Action Recycling Center
7610 W 42nd, Wheat Ridge
Cans, Metal, Paper, Plastic – They only pay for metal
What makes them so awesome is they recycle computer parts, extension cords and most recently we took a ton of old Christmas lights there – they pay you a bulk price (although the money wasn’t the issue, it was the recycling) and they pay you for the copper in the wiring. You have to break down your own computer to recycle it, but if you have a tech person in the house, this is a huge find!
Have electronics to get rid of that no one else will take? Best Buy accepts most electronics and large appliances, with a few exceptions. Please select your state from the drop-down menu on www.BestBuy.com/recycle to view program details for your area.
4455 E. 46th Ave,
Denver, CO 80216
Buds (which stands for Building Unity and Dignity through Service) takes new and used building and home products, then they clean, organize, and sort them. Better yet, they sell them to the public to support and provide the business environment for our job-training program for individuals rebuilding lives from addiction, homelessness, and prison.

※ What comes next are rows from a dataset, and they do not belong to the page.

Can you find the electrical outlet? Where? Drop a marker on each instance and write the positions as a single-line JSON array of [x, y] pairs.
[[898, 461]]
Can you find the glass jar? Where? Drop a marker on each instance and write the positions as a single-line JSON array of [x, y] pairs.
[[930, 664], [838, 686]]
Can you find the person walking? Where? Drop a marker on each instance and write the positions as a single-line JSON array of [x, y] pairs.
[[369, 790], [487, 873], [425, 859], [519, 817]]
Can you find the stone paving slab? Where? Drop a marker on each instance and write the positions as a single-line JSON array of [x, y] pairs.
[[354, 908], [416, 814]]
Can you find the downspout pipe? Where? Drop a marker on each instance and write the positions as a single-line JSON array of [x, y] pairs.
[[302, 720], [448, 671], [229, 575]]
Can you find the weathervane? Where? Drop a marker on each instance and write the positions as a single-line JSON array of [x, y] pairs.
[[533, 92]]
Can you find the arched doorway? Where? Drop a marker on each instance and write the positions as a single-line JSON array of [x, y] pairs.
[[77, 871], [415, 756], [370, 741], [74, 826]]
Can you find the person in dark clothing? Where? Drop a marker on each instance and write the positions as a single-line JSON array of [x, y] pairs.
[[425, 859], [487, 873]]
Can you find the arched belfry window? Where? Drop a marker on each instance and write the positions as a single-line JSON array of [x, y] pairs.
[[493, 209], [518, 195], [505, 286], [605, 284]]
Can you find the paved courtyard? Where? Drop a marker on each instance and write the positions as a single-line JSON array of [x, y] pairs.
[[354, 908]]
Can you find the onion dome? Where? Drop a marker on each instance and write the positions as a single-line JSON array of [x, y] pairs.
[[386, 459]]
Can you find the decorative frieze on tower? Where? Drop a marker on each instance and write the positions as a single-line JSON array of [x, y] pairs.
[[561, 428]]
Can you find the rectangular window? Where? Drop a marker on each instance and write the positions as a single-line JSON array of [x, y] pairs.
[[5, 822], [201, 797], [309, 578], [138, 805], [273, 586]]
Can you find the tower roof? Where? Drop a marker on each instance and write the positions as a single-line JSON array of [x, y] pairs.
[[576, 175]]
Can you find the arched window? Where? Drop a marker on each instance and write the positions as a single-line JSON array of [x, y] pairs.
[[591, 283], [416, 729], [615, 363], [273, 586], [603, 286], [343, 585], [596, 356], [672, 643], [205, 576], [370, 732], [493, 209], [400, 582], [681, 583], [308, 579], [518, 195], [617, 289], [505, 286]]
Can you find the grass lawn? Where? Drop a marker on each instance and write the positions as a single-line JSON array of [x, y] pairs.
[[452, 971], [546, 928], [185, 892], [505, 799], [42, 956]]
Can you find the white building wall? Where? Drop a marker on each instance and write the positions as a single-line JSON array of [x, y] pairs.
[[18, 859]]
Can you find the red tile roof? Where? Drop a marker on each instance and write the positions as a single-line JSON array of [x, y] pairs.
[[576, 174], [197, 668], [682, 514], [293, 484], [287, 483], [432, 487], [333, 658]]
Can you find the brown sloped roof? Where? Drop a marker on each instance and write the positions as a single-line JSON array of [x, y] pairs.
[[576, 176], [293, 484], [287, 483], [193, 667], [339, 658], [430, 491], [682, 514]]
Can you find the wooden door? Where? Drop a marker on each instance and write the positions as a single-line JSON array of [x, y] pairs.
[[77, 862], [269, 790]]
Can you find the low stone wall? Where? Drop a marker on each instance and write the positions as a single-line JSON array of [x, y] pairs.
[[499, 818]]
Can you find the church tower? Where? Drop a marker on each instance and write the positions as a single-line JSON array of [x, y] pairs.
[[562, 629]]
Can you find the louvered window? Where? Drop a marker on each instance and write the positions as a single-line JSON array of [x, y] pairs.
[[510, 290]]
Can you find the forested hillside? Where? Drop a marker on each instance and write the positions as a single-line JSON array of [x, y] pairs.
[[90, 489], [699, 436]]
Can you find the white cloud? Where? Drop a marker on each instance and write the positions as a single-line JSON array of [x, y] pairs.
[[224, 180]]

One tip here is that they’ll take mattresses – which is a great find – if you’ve ever tried to get rid of one, it’s almost impossible to get rid of a mattress!
Other Link Resources
A fantastic comprehensive directory by the city of Denver here:
My favorite is the listing for “bras” – keep in mind a lot of these are out of state and may cost you money, but if you’re a die hard, these are great resources!
One mysterious resource is from the Colorado Work Force on recycling here – http://www.coworkforce.com/green/locations.asp
Not sure what that has to do with Labor and Employment, but it’s a great list!
Colorado Gives Day is an annual statewide movement to celebrate and increase philanthropy in Colorado through online giving. Donations are accepted through ColoradoGives.org.
Colorado Gives Day was created by the Community First Foundation, a community foundation serving metro Denver, created the initiative in 2010 with the financial support of Colorado-based FirstBank.
To make a donation visit ColoradoGives.org which features over 1,600 Colorado nonprofit organizations.
Made possible by Community First Foundation since 2007, ColoradoGives.org encourages charitable giving by providing comprehensive, objective and up-to-date information about Colorado nonprofits as well as an easy way to support them online.